Re: Working time paradoxes.

I must confess, I've always liked "changing the past" time travel stories. I was indoctrinated by "Back to the Future" at a young age. <shrug>

Unfortunately, I have yet to find a book with Heinlein's "All You Zombies." All the libraries around seem to focus on his monumental novels that hammer home the same points over and over. (Annoying nit I feel obligated to mention: all his characters have the same vocabulary and speech mannerisms. Drives me nuts.)

So, er, about the paradox thingy. Wish I had more to comment on it. There is a certain sense of balance and rightness to a self-fulfilling paradox. Makes for a neater and cleaner story. The first time I came across it was a short story by someone I can't remember called "Up By His Bootstraps" (or something similar). The idea blew me away.

It's almost a kind of aethestic, I think. While there is the appeal of a neat paradox, some people like the messy timeloops. Take Lawrence Miles' Faction Paradox ("Alien Bodies" and "Interference"). One of their forms of punishment is for a member to kill his or her's younger self.

Of course, Simon Bucher-Jones suggested in "Ghost Devices" that a self-cancelling paradox would loop over and over, variating slightly each time until some sequence of events occurred that allowed the universe to go on. Sort of like that mythical first time around that Vashkoda suggested.

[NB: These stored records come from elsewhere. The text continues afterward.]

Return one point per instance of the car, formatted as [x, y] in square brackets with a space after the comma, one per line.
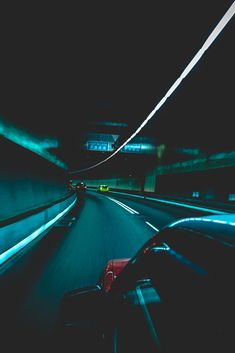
[103, 188]
[175, 295]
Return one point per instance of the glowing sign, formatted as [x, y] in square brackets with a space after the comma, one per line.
[132, 148]
[97, 146]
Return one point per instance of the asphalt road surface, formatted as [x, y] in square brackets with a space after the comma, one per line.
[73, 254]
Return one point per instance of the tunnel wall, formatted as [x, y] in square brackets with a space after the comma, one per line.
[27, 180]
[210, 184]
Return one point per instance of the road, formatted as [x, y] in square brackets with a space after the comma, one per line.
[99, 228]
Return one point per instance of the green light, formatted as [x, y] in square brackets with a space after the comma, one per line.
[31, 143]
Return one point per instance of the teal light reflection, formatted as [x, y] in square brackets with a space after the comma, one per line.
[16, 248]
[31, 143]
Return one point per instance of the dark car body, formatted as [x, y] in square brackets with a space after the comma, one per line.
[175, 295]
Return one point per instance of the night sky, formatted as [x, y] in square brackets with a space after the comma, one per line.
[62, 68]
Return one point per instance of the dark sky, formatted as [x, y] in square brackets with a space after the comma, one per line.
[64, 66]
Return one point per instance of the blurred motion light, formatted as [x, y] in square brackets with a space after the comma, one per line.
[31, 143]
[214, 34]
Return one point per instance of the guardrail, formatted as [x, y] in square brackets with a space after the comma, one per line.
[210, 206]
[18, 231]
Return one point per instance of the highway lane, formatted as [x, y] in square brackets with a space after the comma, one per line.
[71, 257]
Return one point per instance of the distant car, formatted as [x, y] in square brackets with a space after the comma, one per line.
[175, 295]
[103, 188]
[80, 186]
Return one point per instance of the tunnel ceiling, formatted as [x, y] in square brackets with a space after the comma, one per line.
[101, 68]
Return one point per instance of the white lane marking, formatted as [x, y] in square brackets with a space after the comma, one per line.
[205, 209]
[150, 225]
[127, 208]
[210, 210]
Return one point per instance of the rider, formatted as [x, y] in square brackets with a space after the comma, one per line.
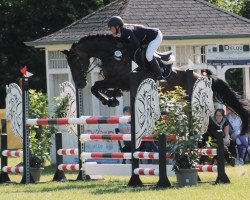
[134, 36]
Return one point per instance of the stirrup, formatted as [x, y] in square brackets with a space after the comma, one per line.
[161, 79]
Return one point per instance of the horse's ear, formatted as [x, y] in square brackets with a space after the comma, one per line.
[66, 52]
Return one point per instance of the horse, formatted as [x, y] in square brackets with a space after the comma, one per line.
[116, 72]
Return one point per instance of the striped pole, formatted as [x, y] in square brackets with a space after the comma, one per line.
[116, 155]
[10, 153]
[68, 167]
[64, 152]
[207, 152]
[146, 171]
[81, 120]
[149, 155]
[121, 137]
[207, 168]
[9, 169]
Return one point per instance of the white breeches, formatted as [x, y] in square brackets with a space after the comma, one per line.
[153, 46]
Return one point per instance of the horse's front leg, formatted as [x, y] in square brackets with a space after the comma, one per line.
[103, 86]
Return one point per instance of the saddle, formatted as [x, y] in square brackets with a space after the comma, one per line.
[164, 60]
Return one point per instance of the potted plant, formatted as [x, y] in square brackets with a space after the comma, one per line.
[177, 119]
[40, 136]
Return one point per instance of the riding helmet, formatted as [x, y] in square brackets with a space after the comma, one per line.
[115, 21]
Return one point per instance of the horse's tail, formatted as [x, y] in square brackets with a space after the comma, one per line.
[224, 93]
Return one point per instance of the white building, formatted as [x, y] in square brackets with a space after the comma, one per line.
[188, 27]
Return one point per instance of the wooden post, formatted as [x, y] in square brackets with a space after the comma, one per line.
[163, 179]
[26, 141]
[4, 177]
[59, 174]
[134, 82]
[221, 177]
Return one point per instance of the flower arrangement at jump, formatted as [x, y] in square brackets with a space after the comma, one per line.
[40, 136]
[177, 119]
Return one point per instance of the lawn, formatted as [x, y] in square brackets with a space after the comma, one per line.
[113, 188]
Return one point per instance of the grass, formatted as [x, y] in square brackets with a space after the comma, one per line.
[113, 188]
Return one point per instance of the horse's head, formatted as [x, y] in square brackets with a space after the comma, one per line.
[78, 67]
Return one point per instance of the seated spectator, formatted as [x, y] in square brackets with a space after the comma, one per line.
[218, 122]
[235, 125]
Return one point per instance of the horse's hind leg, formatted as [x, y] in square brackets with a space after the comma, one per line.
[103, 86]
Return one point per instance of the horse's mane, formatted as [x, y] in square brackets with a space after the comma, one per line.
[96, 36]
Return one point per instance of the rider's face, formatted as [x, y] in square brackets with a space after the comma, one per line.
[112, 29]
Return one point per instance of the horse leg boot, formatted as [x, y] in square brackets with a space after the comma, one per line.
[156, 68]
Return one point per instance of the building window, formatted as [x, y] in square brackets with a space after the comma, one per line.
[57, 60]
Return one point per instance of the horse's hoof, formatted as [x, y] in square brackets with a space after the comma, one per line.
[113, 103]
[118, 93]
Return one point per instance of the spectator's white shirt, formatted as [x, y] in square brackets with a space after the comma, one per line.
[236, 124]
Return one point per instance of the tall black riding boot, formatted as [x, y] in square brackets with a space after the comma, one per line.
[156, 68]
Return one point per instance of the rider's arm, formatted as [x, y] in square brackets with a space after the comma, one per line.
[130, 40]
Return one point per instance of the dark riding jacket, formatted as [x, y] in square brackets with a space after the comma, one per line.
[133, 37]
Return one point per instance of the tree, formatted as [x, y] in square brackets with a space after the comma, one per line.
[240, 7]
[28, 20]
[234, 6]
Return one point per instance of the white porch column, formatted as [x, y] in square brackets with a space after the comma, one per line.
[95, 101]
[173, 48]
[246, 83]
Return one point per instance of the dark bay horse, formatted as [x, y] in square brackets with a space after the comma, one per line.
[116, 74]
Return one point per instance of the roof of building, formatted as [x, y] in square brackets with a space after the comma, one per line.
[177, 19]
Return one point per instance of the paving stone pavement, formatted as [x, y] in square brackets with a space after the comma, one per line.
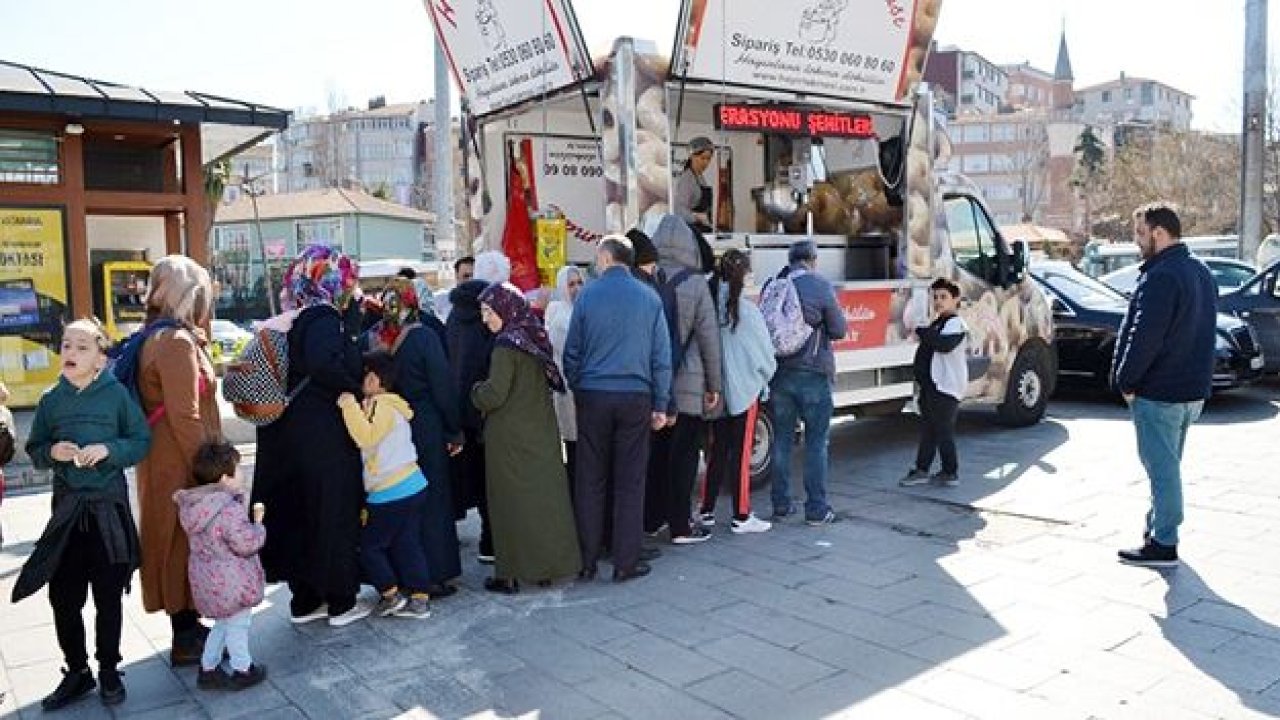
[997, 598]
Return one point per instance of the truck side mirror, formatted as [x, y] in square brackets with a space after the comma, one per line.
[1020, 259]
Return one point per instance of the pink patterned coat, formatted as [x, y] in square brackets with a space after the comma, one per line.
[225, 574]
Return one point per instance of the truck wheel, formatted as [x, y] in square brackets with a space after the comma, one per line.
[1029, 386]
[762, 450]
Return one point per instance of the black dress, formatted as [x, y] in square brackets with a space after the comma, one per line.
[309, 470]
[425, 382]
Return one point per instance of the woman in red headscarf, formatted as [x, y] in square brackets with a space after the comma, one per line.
[534, 536]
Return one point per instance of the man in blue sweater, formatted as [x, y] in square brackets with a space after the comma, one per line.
[1164, 367]
[801, 390]
[617, 361]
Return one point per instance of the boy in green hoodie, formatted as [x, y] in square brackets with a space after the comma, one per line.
[87, 431]
[391, 543]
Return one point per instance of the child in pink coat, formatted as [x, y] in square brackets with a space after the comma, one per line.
[225, 575]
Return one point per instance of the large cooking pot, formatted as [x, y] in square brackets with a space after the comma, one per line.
[777, 201]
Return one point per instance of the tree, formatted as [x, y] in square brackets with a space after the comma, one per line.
[1031, 167]
[1197, 171]
[1091, 165]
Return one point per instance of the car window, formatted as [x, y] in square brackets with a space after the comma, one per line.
[1084, 291]
[1124, 279]
[1230, 276]
[973, 241]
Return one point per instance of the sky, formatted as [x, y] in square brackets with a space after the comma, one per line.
[311, 54]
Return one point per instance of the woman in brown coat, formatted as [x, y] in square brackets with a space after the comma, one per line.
[177, 386]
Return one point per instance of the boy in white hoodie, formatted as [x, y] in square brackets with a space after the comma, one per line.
[942, 372]
[391, 545]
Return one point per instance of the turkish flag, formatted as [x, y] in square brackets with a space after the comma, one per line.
[517, 236]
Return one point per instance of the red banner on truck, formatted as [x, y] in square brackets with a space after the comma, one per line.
[867, 314]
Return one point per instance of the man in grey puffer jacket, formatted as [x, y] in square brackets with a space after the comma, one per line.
[696, 378]
[801, 391]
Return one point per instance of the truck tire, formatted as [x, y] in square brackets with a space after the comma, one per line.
[1031, 382]
[762, 450]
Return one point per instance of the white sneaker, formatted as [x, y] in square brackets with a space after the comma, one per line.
[752, 524]
[357, 611]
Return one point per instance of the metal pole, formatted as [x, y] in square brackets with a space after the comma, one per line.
[1255, 126]
[261, 247]
[443, 169]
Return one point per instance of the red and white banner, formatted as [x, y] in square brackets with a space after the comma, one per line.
[867, 314]
[506, 51]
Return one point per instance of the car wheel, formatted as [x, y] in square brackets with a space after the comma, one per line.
[762, 450]
[1029, 386]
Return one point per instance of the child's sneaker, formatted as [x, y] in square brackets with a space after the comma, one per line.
[416, 607]
[245, 679]
[696, 534]
[914, 477]
[389, 604]
[74, 686]
[824, 519]
[215, 679]
[752, 524]
[945, 479]
[110, 689]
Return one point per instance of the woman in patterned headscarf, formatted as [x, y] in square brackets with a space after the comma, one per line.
[533, 520]
[309, 470]
[425, 382]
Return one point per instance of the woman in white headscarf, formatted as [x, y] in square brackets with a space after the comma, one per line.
[560, 311]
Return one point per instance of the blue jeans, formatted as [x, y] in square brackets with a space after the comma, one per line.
[229, 634]
[1161, 436]
[804, 396]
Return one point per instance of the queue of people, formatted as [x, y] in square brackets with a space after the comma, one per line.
[575, 433]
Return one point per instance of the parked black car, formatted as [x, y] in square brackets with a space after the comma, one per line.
[1087, 317]
[1257, 302]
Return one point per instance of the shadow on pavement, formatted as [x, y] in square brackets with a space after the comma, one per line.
[1224, 641]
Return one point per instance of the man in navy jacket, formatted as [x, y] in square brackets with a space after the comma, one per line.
[617, 361]
[1164, 367]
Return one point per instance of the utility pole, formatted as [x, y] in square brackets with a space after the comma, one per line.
[443, 169]
[1253, 136]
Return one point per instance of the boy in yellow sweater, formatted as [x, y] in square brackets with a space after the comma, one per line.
[391, 545]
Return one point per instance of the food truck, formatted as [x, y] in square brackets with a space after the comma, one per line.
[823, 131]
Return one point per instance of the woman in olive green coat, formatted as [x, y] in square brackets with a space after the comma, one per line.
[534, 536]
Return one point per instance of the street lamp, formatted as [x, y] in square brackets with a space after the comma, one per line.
[254, 192]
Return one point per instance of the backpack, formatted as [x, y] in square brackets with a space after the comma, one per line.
[126, 361]
[256, 384]
[784, 315]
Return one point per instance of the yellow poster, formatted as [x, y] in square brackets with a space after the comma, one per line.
[552, 251]
[32, 300]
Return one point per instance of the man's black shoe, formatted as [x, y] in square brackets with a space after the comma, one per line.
[110, 688]
[639, 570]
[74, 686]
[1151, 555]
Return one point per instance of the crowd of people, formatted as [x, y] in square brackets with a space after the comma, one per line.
[574, 427]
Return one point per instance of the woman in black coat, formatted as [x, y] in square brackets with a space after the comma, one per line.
[309, 470]
[470, 347]
[424, 381]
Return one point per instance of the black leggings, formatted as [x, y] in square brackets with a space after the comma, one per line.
[686, 441]
[85, 565]
[938, 413]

Aesthetically pleasing as it may be, I always thought this kind of history was somewhat depressing. How do you *know* it was free will? If there never was a first time, and you've always been doing a particular action, then there's nothing to you say you could change. Which you can't.

Anyhoo, just a thought or two buried in all that.

"...full of sound and fury, signifying nothing..."

Greg responds...

Again, if you're going to look at things that way, one might argue how do you know if you have free will here in the real world.

The answer is, I suppose, that you can't be 100% sure that you do.

But I'm fairly confident that within the realm of things that my will can effect, I have free will.

Nothing's any different in the time-travel stories I've presented. You're simply looking at them from a unique angle.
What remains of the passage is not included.